The unnecessary commercialization of Valentine’s Day

Olivia Podber

By Olivia Podber

Saint Valentine: the man, the myth, the legend.
There are varying accounts of countless Saint Valentines, with no one knowing who they really were and what they did. One such tale involved a Saint named Valentine who confessed his forbidden love before being put to death. Another Saint was a kind-hearted Roman priest who married young couples against the orders of Emperor Claudius II and as, a result, met his demise. Nonetheless, to all the millions of people around the world who carry on the notorious Saint’s legacy, his origins are irrelevant. What really matters is the day the spawn of his name was christened after: Valentine’s Day.

February 14 is the day of love, of hope, of reds and pinks. It’s the one day of the year where boyfriends and girlfriends, husbands and wives alike, feel compelled to do something cute and rosy for their significant other. From breakfast in bed to a night at the opera, Valentine’s Day has no limits. The stores and ads know just how much people are willing to spend and they capitalize on it.

Personally, I think Valentine’s Day is a conspiracy. It’s a way for rich corporations to make themselves even richer by charging first-rate prices for stuffed teddy bears holding bulging hearts filled with chocolates of fluctuating shapes and sizes. Oh, my heart flutters at the thought. Those who can budget in the steepest prices sometimes splurge on the little imported delicacies made in France! Oui, oui. How fantastiqué. And yes, I do mean to come off sounding sarcastic. Who doesn’t enjoy the overbearing attention associated with everyone’s favorite holiday?
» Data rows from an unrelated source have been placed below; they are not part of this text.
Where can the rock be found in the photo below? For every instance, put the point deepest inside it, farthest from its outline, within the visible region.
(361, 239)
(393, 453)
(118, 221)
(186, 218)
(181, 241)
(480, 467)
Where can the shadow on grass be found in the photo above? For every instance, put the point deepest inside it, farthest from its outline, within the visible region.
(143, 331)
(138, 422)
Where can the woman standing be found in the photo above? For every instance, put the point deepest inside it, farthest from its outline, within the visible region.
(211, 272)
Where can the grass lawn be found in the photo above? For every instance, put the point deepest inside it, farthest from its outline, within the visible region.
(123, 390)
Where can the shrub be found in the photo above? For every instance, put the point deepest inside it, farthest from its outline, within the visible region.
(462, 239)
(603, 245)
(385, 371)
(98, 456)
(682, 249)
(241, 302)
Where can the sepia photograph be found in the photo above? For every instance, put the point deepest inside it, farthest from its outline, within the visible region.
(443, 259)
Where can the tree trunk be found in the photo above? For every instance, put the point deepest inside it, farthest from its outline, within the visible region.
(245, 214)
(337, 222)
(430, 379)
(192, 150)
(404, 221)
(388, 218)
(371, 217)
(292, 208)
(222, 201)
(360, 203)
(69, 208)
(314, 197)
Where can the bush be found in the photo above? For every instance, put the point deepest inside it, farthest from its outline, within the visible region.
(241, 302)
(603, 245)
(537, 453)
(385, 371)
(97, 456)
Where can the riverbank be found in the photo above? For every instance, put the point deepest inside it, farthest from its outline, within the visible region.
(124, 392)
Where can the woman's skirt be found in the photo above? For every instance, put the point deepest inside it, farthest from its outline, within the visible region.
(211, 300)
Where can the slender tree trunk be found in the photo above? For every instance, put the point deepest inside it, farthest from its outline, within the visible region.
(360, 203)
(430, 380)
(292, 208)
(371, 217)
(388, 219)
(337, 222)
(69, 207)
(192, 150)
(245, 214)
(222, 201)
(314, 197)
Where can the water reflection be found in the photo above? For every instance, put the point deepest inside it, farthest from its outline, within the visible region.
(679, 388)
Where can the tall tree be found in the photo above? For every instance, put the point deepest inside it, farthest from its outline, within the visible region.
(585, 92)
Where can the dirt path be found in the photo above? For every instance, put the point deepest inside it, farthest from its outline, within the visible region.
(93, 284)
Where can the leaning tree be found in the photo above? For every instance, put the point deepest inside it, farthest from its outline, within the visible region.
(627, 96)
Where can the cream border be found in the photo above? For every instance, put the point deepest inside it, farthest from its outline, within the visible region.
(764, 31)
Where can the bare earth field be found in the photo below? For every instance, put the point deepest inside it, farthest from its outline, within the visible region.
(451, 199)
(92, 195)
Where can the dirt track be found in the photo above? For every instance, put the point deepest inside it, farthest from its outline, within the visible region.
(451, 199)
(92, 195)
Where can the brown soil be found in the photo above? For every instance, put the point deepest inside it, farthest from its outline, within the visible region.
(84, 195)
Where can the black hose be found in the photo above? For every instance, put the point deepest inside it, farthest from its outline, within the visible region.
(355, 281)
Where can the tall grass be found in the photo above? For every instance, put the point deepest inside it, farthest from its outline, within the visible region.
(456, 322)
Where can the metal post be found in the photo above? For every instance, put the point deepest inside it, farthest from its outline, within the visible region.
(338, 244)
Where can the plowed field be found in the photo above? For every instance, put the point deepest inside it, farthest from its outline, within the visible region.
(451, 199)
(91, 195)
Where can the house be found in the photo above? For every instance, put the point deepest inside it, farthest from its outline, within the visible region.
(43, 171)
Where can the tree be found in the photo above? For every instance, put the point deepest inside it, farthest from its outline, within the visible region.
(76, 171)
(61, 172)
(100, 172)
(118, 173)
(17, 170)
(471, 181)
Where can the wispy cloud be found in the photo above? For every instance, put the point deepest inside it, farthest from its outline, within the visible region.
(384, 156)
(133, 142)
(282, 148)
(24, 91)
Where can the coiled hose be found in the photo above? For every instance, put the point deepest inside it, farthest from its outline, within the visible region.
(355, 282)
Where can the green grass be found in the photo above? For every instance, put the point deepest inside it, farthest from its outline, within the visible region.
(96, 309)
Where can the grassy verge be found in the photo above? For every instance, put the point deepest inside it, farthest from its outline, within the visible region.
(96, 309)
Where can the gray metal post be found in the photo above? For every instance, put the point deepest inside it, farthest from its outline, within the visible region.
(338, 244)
On a more serious note, however, humans are infatuated with infatuation. V-Day is the one day of the year that we all believe we deserve a little more love. We cynics, all of us, secretly crave those small blue boxes with Tiffany necklaces, the white chocolate-covered strawberries, the roses galore! Valentine’s Day preys on all of those who want to feel wanted. It becomes a matter of need, the need to feel loved, which businesses exploit. The stores promising to “Make you feel closer with your loved ones,” and “Give those you love a day they’ll never forget,” snatch the doey-eyed, innocent ones into their inescapable tentacles, squeezing every cent out of them, with vows of appreciation from their partners as their only condolence for being cheated of their hard-earned dollar.

My problem with the holiday, besides the obvious issue of the abundance of money that is wasted, is that we’ve been programmed to think that if we don’t receive a Sweethearts box engraved with the words “Be Mine,” infused with love and heart-shaped sugar candies, there must be something wrong with us. There must be a fluke in the system. It’s feels keenly familiar to when your mom sent you off to elementary school with Tootsie Rolls and Lollipops to distribute to your classmates and regrettably, someone gets left out.

Maybe it was accidental; maybe your mom miscounted and gave you 24 pieces of candy instead of the 25 you actually needed. Or maybe you did it on purpose; maybe Sally told Susie to tell you that if you gave a piece to “him” you couldn’t be friends anymore because Sally had wanted to be his Valentine since January. Years later, when you end up being that poor overlooked kid, it’s as if history repeats itself, throwing it back in your face: “Ha, ha, you can’t even snag someone on the lovey-doviest day of the year.” All the special sales leading up to the day, all the articles detailing how to make any food heart-shaped, scream “You’re Defective.”

I wish they didn’t make such a big deal out of it. You can tell me it’s an optional holiday, that only certain people partake in its nefarious traditions, but I know that isn’t true. I’ve seen my parents, my friends all fall trap to the day of love and its sweet sounding promises of passion. Besides making it painstakingly clear who’s in love and who’s not, what does the day really do? This isn’t a rhetorical question. I really expect an answer.
In the meantime, as we get ready to celebrate yet another “Happy ‘shallow attempt to buy affection’ day,” I propose that we stop wronging Saint Valentine, who died only for us to materialize the reason behind his death. I say we create a new holiday to replace the currently over-sensationalized one. One that doesn’t involve an overkill of pretty pinks and rapturous reds sounds pretty good to me.